In another embodiment, the present disclosure is directed to an electroporation system, including a catheter, a first preconditioning electrode, and an electroporation generator. The catheter includes a distal end configured to be positioned within a patient. The distal end includes a plurality of electrodes configured to deliver an electroporation signal to target tissue within the patient. The first preconditioning electrode is configured to be positioned proximate a first region of skeletal muscle tissue of the patient. The first electrode is configured to deliver a first preconditioning signal to the first region of skeletal muscle tissue. The electroporation generator is coupled to the catheter and the first preconditioning electrode. The electroporation generator is configured to transmit the first preconditioning signal through the first preconditioning electrode, and transmit the electroporation signal through the catheter after transmitting the first preconditioning signal to stimulate the first region of skeletal muscle tissue.

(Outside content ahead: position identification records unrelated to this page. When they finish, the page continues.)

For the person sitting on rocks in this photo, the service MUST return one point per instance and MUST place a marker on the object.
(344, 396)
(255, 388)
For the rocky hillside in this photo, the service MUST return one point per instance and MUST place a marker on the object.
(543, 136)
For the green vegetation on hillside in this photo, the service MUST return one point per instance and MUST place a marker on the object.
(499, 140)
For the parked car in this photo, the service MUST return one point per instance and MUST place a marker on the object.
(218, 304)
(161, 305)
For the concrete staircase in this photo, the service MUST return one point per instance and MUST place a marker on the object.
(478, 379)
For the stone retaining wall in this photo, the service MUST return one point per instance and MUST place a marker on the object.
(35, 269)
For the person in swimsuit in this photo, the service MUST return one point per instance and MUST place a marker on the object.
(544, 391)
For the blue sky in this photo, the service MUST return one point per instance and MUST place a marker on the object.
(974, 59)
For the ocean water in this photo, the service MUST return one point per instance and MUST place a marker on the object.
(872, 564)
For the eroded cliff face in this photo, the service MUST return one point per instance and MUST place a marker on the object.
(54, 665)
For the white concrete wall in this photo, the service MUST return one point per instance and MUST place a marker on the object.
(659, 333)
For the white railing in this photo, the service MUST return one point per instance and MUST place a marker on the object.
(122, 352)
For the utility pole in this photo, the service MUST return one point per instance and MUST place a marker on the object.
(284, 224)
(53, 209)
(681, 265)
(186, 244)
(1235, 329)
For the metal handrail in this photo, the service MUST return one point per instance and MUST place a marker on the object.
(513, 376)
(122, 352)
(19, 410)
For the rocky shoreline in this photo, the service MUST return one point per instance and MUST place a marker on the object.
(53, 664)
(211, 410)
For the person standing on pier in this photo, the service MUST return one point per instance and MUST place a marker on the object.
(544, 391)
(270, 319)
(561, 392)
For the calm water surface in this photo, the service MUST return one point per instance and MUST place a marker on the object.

In another embodiment, the present disclosure is directed to a method of delivering electroporation therapy to a patient. The method includes transmitting a first preconditioning signal through a first preconditioning electrode positioned proximate a first region of skeletal muscle tissue of the patient. The first preconditioning signal is configured to stimulate the first region of skeletal muscle tissue for a first preconditioning duration. The method includes transmitting an electroporation signal, after transmitting the first preconditioning signal, through a catheter to a distal end thereof that is positioned within the patient, the electroporation signal configured to deliver electroporation therapy to target tissue of the patient.
The foregoing and other aspects, features, details, utilities and advantages of the present disclosure will be apparent from reading the following description and claims, and from reviewing the accompanying drawings.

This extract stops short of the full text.